使用 R 从 php 网站读取数据 - Read data from a php website with R

Read data from a php website with R

本文关键字：读取数据网站 php 使用 | 更新日期: 2023-09-27

我想将数据从这样的表导入 R：

http://www.rout.gr/index.php?name=Rout&file=results&year=2011

我尝试按照以下线程的建议使用 XML 库，但我什么也得不到。

使用 XML 包将 html 表抓取到 R 数据框中

该网站似乎确实发生了一些时髦的事情。除非您伪造用户代理，否则它似乎不会返回任何数据。即便如此，readHTMLTable 的行为也不是很好，如果你doc传递它，就会返回一个错误。

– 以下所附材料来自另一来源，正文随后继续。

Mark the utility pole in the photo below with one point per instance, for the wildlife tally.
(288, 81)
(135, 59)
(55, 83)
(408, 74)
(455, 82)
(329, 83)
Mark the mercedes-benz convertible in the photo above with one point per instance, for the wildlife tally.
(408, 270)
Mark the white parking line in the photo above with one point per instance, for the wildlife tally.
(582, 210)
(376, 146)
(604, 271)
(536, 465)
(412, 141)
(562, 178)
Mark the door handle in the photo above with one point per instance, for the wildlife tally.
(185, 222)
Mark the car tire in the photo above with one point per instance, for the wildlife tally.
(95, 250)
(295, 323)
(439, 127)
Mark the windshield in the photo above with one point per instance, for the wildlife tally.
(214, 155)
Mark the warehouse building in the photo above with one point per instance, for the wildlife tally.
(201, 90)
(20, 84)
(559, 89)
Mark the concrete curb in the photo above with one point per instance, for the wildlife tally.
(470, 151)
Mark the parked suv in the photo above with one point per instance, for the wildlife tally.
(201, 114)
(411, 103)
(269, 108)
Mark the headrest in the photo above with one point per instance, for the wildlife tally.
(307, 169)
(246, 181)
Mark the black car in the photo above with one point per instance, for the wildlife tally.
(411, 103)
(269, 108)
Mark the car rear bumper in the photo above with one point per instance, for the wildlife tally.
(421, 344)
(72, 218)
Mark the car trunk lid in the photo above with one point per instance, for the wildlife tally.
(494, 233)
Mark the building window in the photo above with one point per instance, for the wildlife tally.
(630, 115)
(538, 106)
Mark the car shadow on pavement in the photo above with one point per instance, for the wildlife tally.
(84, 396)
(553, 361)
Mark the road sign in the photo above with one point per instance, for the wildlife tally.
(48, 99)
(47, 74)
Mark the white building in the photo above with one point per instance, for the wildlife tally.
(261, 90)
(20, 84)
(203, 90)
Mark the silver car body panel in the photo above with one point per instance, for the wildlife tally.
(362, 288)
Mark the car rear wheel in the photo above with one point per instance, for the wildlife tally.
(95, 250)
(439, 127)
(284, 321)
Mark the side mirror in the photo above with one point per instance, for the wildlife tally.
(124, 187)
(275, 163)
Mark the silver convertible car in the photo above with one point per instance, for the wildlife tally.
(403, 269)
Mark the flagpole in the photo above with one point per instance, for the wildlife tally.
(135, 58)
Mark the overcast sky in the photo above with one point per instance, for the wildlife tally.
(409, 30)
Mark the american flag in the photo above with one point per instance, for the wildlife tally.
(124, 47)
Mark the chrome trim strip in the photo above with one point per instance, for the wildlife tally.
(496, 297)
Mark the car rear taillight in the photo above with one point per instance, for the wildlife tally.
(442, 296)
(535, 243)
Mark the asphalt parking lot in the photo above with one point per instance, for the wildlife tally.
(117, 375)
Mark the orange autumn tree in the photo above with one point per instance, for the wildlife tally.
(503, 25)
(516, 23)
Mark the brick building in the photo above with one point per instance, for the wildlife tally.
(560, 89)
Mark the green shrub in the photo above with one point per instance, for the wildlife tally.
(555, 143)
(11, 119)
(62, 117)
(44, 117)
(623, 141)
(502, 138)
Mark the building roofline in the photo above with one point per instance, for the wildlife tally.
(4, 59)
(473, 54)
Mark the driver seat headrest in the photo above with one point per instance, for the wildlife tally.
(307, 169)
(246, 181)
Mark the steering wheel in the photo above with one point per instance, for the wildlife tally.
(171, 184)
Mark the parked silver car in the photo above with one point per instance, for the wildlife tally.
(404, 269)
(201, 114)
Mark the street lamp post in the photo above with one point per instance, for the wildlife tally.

读取源代码后，您可以看到相关表具有 id table_results_r_1，并将其隔离并通过工作传递结果：

library(XML)
library(httr)
theurl <- "http://www.rout.gr/index.php?name=Rout&file=results&year=2011"
doc <- htmlParse(GET(theurl, user_agent("Mozilla")))
results <- xpathSApply(doc, "//*/table[@id='table_results_r_1']")
results <- readHTMLTable(results[[1]])
rm(doc)

现在，您需要整理表列名称。

进一步我的评论

theurl <- "http://www.rout.gr/index.php?name=Rout&file=results&year=2011"
doc <- htmlParse(GET(theurl, user_agent("Mozilla")))
removeNodes(getNodeSet(doc,"//*/comment()"))
dum.tables<-readHTMLTable(doc)

因此，第 14 个表的标题中的注释引起了问题。我们可以删除所有 html 注释，然后该函数将适用于页面上的所有表格。